Le 2 décembre dernier, l’ANSM a suspendu l’activité du laboratoire Stallergenes, qui produit des traitements de désensibilisation aux allergies. Ceux-ci sont associés depuis août à des erreurs de distribution.
Depuis, les patients allergiques s’inquiètent. Sur les réseaux sociaux, les réactions alarmées se sont multipliées. Pourtant, l’ANSM et les allergologues sont formels : il n’y a pour le moment aucune raison de paniquer, aucun danger pour la santé ou effet secondaire n’ayant été rapporté.
Pourquoi l’ANSM a t-elle pris cette décision ?

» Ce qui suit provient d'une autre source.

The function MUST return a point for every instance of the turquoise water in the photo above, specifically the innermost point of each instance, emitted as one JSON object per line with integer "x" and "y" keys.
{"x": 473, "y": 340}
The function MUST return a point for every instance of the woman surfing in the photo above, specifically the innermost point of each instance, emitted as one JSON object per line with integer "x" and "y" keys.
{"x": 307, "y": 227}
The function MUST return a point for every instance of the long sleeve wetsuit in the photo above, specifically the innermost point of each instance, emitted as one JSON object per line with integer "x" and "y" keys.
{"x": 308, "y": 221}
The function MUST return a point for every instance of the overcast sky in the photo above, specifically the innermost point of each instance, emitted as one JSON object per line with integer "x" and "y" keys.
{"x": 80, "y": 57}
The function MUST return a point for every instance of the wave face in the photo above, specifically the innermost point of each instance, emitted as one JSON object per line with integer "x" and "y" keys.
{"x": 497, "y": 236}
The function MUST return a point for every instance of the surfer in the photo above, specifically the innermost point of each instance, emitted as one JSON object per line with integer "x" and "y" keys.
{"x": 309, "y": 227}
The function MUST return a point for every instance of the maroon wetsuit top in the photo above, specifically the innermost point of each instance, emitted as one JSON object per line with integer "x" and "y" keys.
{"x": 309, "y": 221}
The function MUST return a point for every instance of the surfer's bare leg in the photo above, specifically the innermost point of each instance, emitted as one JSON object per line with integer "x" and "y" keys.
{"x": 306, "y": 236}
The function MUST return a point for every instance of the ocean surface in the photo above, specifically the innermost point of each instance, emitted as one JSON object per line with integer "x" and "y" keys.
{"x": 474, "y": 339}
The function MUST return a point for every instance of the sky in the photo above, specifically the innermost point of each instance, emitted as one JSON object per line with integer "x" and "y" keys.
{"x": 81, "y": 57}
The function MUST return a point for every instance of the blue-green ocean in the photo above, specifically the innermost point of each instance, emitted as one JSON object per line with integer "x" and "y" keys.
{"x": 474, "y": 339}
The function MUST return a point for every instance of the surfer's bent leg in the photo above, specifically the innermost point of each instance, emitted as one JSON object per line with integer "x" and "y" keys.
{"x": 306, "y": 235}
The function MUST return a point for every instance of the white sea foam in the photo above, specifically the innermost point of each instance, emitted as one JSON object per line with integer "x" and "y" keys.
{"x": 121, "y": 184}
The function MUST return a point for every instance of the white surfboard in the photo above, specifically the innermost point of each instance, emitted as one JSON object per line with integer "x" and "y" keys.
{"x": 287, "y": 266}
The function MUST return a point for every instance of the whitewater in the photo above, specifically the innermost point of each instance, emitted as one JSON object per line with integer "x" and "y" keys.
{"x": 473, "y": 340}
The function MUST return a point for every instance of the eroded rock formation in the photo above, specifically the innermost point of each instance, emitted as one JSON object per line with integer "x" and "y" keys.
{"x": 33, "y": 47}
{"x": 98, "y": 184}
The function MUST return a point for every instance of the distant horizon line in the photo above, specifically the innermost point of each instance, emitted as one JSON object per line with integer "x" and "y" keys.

Le 13 août 2015, Stallergenes a changé son système informatique. La transition s’est mal passée et a eu pour conséquence de dérégler la chaine de distribution de certains traitements de fond contre les allergies, notamment les « Allergènes préparés pour un Seul Individu » (APSI), personnalisés pour chaque patient.
Certains d'entre-eux ont par exemple reçu des médicaments qui ne leur étaient pas destinés, le colis ayant été envoyé à la mauvaise adresse. D’autres ont reçu des flacons aux étiquettes incomplètes ou en anglais.
Plus grave, des patients,qui démarraient leur traitement, ont reçu des doses plus élevées que la dose initialelement prévue . En revanche, la composition des médicaments n’est pas remise en question, ceux ci ne présentent aucun caractère toxique.
Quelques personnes ont alors porté plainte à l’ANSM, qui à l’issu d’un contrôle en novembre, a prononcé l’interruption d’activité. L’Agence a aussi demandé aux patients de stopper leur traitement, et de retourner les lots.
« Les patients n’ont pas forcément compris. Ils ont trouvé qu’il était disproportionné d’arrêter les traitements de fond pour un bug informatique, et ont eu peur qu'on leur cache des choses, explique le Dr Isabelle Bossé, présidente du Syndicat Français des Allergologues. Mais il faut comprendre les autorités sanitaires. Même si le danger est proche de zéro, elles sont prudentes ».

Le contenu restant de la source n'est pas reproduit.